Su expresión va cambiando a medida que pasa de apartado en apartado. A veces sonríe, a veces resopla, a veces sacude las manos en un gesto desesperado.

-Entonces, ¿la obediencia ciega sigue en pie? –pregunta.

-Desde luego.

No parece que le disguste, puesto que sonríe, aparta la cabeza y creo adivinar que pone los ojos en blanco.

-¿No habrás puesto los ojos en blanco, Anastasia?

-- Mmm… -duda antes de responder. – Eso depende de cómo te lo vayas a tomar.

-¿Cómo quieres que me lo tome? Sabes cómo es. Como siempre.

-¿Azotes? – me mira sonriente, ávida de mí.

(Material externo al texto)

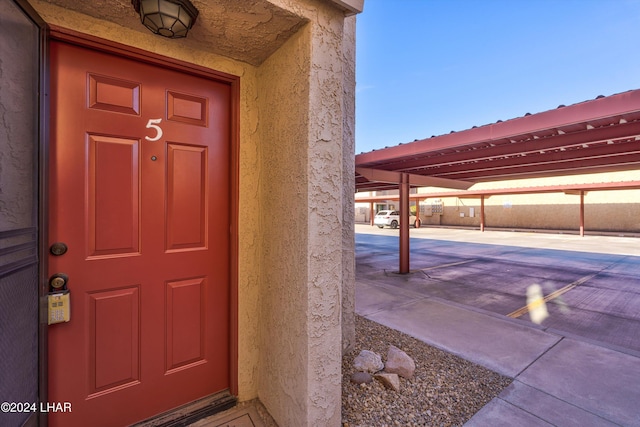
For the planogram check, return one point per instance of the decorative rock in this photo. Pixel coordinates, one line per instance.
(391, 381)
(361, 378)
(368, 361)
(398, 362)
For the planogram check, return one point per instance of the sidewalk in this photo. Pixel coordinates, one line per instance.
(558, 380)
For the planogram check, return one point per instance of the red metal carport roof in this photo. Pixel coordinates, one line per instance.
(592, 136)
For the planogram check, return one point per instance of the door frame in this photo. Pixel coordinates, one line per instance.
(94, 43)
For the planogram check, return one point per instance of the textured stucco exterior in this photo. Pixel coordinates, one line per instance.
(295, 243)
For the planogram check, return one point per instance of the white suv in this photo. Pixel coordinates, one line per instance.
(391, 219)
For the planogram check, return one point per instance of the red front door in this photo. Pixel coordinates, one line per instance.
(139, 192)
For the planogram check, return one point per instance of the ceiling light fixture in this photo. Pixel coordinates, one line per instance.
(168, 18)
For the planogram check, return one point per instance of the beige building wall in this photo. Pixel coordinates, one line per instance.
(296, 250)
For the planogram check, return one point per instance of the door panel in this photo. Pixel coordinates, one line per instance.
(140, 193)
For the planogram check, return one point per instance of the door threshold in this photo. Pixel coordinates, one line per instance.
(191, 412)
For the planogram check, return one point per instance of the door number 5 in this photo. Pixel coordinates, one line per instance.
(153, 124)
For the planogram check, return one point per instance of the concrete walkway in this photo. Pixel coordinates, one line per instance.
(558, 380)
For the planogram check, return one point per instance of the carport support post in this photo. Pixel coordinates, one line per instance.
(404, 223)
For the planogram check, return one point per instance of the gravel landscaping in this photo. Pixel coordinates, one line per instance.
(444, 391)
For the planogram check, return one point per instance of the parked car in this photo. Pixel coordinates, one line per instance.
(391, 219)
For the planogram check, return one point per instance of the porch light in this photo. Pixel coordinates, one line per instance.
(169, 18)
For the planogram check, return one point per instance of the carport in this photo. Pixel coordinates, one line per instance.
(601, 135)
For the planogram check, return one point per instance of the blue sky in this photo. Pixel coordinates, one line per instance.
(427, 67)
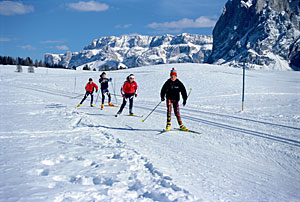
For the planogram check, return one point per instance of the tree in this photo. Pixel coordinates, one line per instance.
(36, 63)
(30, 69)
(86, 67)
(41, 64)
(19, 68)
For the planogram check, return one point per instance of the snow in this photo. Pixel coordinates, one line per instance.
(51, 151)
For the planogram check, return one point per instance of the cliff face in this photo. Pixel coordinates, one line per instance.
(262, 33)
(138, 50)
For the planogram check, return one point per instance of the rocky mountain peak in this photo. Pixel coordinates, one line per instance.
(263, 33)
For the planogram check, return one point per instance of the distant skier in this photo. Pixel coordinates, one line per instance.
(89, 91)
(171, 89)
(128, 91)
(104, 89)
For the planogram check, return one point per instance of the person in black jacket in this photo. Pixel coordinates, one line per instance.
(104, 89)
(171, 90)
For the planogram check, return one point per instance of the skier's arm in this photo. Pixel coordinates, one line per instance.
(163, 91)
(183, 92)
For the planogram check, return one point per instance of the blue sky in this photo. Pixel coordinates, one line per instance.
(35, 27)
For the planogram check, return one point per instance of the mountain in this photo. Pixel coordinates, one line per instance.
(263, 33)
(137, 50)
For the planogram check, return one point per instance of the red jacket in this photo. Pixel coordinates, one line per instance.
(129, 87)
(90, 87)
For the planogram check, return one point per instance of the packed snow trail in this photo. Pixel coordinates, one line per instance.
(51, 151)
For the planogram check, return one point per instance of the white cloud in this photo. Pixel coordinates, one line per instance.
(27, 47)
(123, 26)
(62, 47)
(88, 6)
(185, 23)
(6, 39)
(10, 8)
(50, 41)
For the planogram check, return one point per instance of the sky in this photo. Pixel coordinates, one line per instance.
(35, 27)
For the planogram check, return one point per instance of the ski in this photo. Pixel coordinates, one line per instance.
(111, 106)
(135, 115)
(188, 130)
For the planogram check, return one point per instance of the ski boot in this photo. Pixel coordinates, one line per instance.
(168, 127)
(182, 127)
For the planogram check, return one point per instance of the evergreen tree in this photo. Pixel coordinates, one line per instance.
(36, 63)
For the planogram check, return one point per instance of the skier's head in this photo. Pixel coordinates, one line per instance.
(130, 78)
(103, 75)
(173, 74)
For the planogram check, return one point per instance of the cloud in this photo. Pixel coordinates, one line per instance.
(88, 6)
(10, 8)
(62, 47)
(123, 26)
(185, 23)
(27, 47)
(6, 39)
(50, 41)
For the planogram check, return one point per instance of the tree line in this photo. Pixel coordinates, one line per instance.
(7, 60)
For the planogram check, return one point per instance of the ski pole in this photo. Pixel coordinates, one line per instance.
(189, 93)
(151, 112)
(97, 97)
(114, 91)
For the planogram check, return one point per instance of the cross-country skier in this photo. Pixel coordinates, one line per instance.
(89, 91)
(104, 89)
(128, 91)
(171, 89)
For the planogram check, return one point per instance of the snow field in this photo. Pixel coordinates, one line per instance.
(51, 151)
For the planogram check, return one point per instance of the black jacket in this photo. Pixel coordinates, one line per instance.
(172, 89)
(104, 82)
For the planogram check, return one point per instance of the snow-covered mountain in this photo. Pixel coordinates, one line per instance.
(51, 151)
(138, 50)
(262, 33)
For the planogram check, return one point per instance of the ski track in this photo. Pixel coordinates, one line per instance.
(133, 176)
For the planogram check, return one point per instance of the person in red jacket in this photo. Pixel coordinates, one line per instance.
(89, 91)
(128, 91)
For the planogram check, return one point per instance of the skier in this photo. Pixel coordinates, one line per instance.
(171, 89)
(104, 89)
(128, 91)
(89, 91)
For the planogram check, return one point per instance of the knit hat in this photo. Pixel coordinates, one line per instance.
(173, 72)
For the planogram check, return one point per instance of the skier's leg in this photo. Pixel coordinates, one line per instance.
(169, 110)
(85, 96)
(130, 105)
(122, 106)
(177, 113)
(109, 97)
(103, 96)
(92, 98)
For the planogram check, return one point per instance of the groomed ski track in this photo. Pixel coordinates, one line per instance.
(236, 158)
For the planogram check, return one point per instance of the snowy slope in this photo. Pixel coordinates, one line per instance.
(52, 152)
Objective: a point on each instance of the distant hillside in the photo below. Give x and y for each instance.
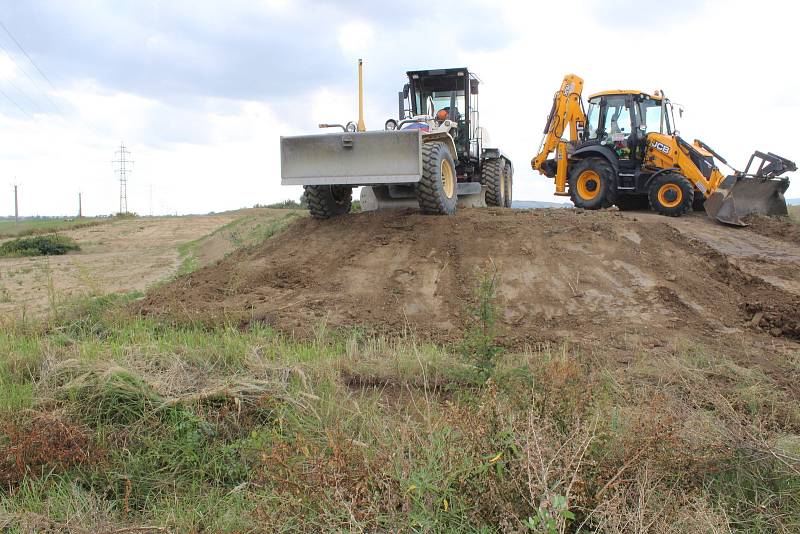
(529, 204)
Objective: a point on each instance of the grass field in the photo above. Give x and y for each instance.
(8, 228)
(111, 421)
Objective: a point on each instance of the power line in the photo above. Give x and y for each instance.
(20, 91)
(32, 80)
(35, 66)
(15, 103)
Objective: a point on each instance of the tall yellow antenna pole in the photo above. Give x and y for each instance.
(361, 126)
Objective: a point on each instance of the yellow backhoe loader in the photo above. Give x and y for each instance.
(624, 151)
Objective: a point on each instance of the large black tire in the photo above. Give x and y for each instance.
(326, 201)
(592, 184)
(509, 184)
(633, 202)
(671, 194)
(436, 191)
(493, 177)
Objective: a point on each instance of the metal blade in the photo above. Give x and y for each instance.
(738, 197)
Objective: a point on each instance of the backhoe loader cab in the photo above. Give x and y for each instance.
(624, 150)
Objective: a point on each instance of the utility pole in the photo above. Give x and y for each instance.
(16, 207)
(124, 165)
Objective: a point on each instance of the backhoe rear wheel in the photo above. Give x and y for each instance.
(493, 176)
(671, 194)
(326, 201)
(509, 184)
(592, 184)
(436, 191)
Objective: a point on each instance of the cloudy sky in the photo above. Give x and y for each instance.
(200, 91)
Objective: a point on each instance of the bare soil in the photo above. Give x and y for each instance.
(595, 278)
(777, 227)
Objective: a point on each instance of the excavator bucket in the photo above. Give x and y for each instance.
(738, 197)
(743, 194)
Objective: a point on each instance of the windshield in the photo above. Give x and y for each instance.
(650, 112)
(441, 100)
(438, 91)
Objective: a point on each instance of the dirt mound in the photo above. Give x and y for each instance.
(781, 228)
(595, 277)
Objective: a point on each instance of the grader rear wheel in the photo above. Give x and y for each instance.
(436, 191)
(493, 176)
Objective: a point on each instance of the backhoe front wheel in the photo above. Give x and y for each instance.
(496, 176)
(592, 184)
(671, 194)
(436, 191)
(326, 201)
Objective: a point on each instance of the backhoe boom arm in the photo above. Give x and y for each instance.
(567, 110)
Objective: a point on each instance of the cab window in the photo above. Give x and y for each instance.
(617, 124)
(592, 119)
(650, 111)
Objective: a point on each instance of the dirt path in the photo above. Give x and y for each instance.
(122, 256)
(596, 278)
(777, 261)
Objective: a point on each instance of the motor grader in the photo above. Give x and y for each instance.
(625, 151)
(434, 156)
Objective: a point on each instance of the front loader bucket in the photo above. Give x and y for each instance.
(739, 196)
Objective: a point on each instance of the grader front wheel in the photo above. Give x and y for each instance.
(326, 201)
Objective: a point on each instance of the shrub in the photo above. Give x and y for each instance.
(479, 345)
(45, 245)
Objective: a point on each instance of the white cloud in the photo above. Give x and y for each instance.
(355, 37)
(727, 63)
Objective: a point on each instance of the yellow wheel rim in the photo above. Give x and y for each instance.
(670, 195)
(448, 179)
(588, 185)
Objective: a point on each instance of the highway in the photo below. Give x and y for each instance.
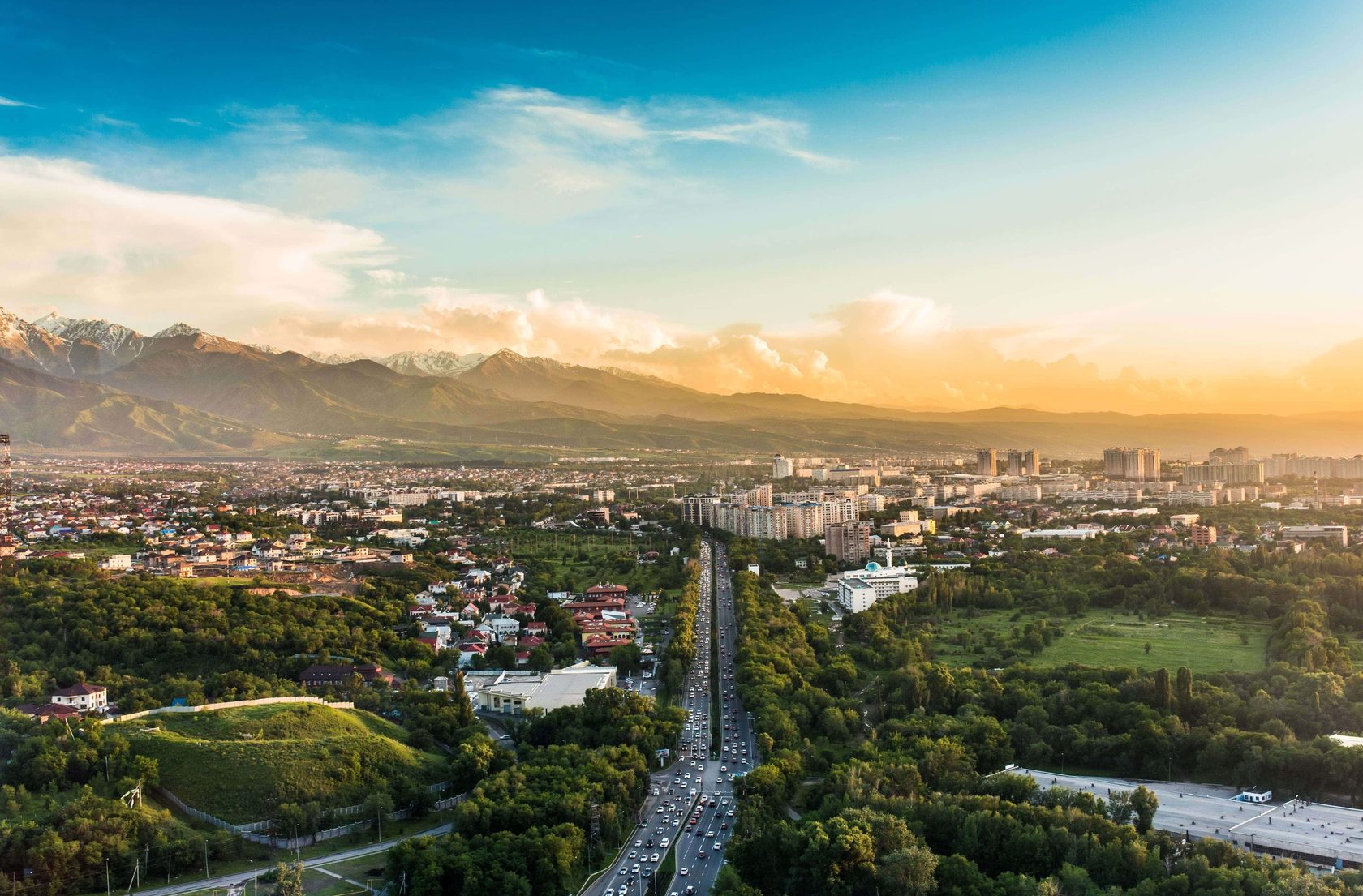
(228, 881)
(691, 804)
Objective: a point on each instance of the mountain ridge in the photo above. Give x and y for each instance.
(186, 390)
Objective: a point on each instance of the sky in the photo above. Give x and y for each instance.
(1074, 206)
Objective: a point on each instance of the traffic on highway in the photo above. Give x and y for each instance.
(691, 807)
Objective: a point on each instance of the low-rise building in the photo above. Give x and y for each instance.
(84, 697)
(514, 693)
(860, 589)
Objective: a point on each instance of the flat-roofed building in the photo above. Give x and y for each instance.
(514, 693)
(860, 589)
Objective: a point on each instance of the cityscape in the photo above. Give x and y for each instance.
(681, 450)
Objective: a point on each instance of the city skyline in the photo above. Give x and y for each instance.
(1146, 208)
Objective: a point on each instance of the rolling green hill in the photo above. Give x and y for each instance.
(240, 764)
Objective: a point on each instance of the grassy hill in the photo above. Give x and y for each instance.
(242, 763)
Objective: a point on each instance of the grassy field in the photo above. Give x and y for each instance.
(1110, 637)
(240, 764)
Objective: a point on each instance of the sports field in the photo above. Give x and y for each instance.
(1112, 637)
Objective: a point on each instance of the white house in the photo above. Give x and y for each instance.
(82, 697)
(859, 589)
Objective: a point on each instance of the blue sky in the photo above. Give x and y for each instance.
(723, 194)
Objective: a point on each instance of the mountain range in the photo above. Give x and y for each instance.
(94, 386)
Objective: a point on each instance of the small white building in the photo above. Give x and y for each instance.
(513, 692)
(82, 697)
(860, 589)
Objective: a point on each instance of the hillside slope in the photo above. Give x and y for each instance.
(272, 755)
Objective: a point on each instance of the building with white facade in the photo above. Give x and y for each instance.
(860, 589)
(84, 697)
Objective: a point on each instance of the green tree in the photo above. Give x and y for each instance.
(288, 879)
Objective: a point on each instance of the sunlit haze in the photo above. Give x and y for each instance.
(1073, 206)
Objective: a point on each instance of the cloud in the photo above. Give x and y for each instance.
(92, 247)
(108, 122)
(71, 238)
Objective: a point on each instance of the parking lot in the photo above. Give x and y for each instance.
(1317, 832)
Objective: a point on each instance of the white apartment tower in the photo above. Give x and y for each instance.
(1132, 463)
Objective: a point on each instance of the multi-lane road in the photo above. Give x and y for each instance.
(691, 807)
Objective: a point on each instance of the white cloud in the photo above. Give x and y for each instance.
(75, 240)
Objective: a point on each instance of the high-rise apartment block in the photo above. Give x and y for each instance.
(1230, 455)
(1025, 463)
(1132, 463)
(1231, 473)
(699, 509)
(849, 542)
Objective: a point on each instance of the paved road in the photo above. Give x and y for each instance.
(737, 752)
(224, 881)
(699, 786)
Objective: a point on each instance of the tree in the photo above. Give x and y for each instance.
(290, 879)
(908, 872)
(1144, 802)
(1184, 688)
(1163, 691)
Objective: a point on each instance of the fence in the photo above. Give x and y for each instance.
(209, 707)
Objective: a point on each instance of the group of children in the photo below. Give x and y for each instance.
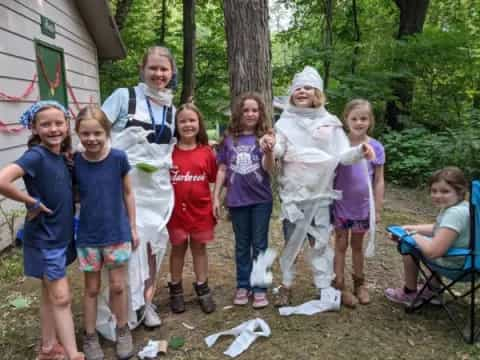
(318, 157)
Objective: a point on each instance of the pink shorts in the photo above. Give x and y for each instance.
(357, 226)
(179, 236)
(92, 259)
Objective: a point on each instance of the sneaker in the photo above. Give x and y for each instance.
(282, 297)
(124, 345)
(57, 352)
(92, 348)
(259, 300)
(331, 297)
(151, 318)
(399, 296)
(241, 297)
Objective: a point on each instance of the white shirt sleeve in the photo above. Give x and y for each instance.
(116, 108)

-Exactamente. Te voy a azotar.

-Pues vas a tener que pillarme antes.

Por una vez parece que los límites entre nosotros y el dibujo de nuestra relación está lo suficientemente claro como para permitirnos un poco de juego a costa de los azotes. Anastasia echa a correr alrededor de la barra de la cocina, intentando evitar que la coja. Se muerde el labio, relajada, divertida, provocadora.

- Creo que además te estás mordiendo el labio, señorita Steele. El nivel de excitación de su jueguecito va en aumento.